De acordo com o processo, a ação foi protocolada com base nos crimes de calúnia e difamação. A defesa do então prefeito sustenta que a advogada teria feito acusações falsas em comentários publicados no perfil da Folha de Alagoas no Instagram, no dia 31 de março de 2026.
Segundo a queixa, a advogada teria afirmado que JHC seria amigo do dono do Banco Master, Daniel Vorcaro, onde foram investidos R$ 97 milhões do Instituto de Previdência de Maceió (Iprev Maceió). O documento também aponta que ela teria acusado o ex-prefeito de realizar campanhas para a tia e ministra do STJ, Marluce Caldas, em aeronaves do empresário.
A defesa de JHC afirma que as declarações são inverídicas, sensacionalistas e têm a intenção de difamar o ex-gestor. O texto também sustenta que o Iprev Maceió possui autonomia administrativa e que decisões de investimento não são de responsabilidade direta do chefe do Executivo.

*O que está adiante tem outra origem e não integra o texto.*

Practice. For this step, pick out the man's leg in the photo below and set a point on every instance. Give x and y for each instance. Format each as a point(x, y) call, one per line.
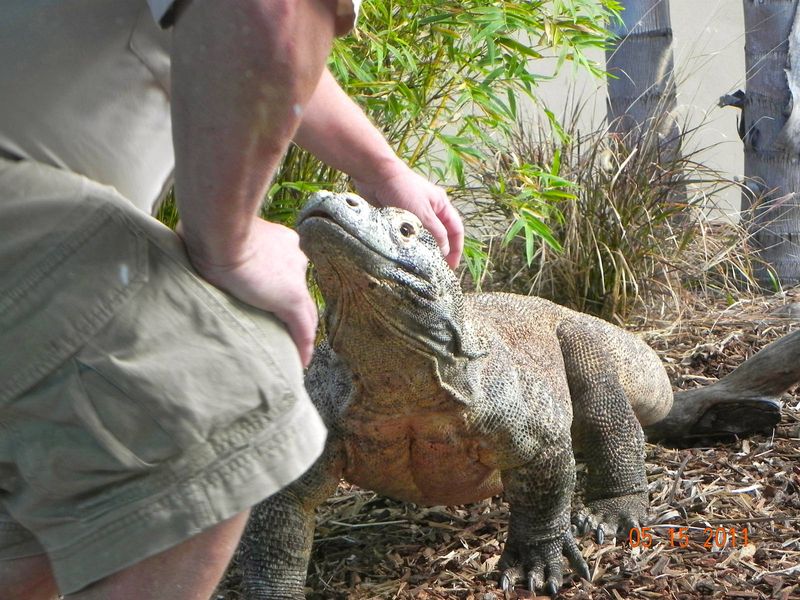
point(189, 571)
point(27, 579)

Na ação, o ex-prefeito solicita a remoção dos comentários da plataforma e a proibição de novas publicações com conteúdo semelhante, sob pena de multa diária de R$ 10 mil. Além disso, foi manifestado desinteresse na realização de audiência de conciliação.
Mordaça
A advogada Adriana Mangabeira Wanderley já havia sido alvo de outra ação movida por JHC por comentários nas redes sociais sobre o mesmo caso. Na ocasião, a defesa do então prefeito também alegou acusações falsas em uma publicação feita no Instagram, em 3 de abril de 2026.
Além dela, JHC ingressou recentemente com ação judicial contra a rádio Jovem Pan News Alagoas para excluir matérias sobre a aplicação milionária do Iprev Maceió no Banco Master. Com a decisão, a emissora ficou proibida de publicar conteúdos que citem o nome do prefeito no caso.
A jornalista Bleine Oliveira, os jornais Folha de Alagoas e Tribuna do Sertão, além do coletivo Bancada Negra de Maceió, também foram alvos de ações judiciais que determinaram a suspensão de matérias que relacionam JHC ao Banco Master.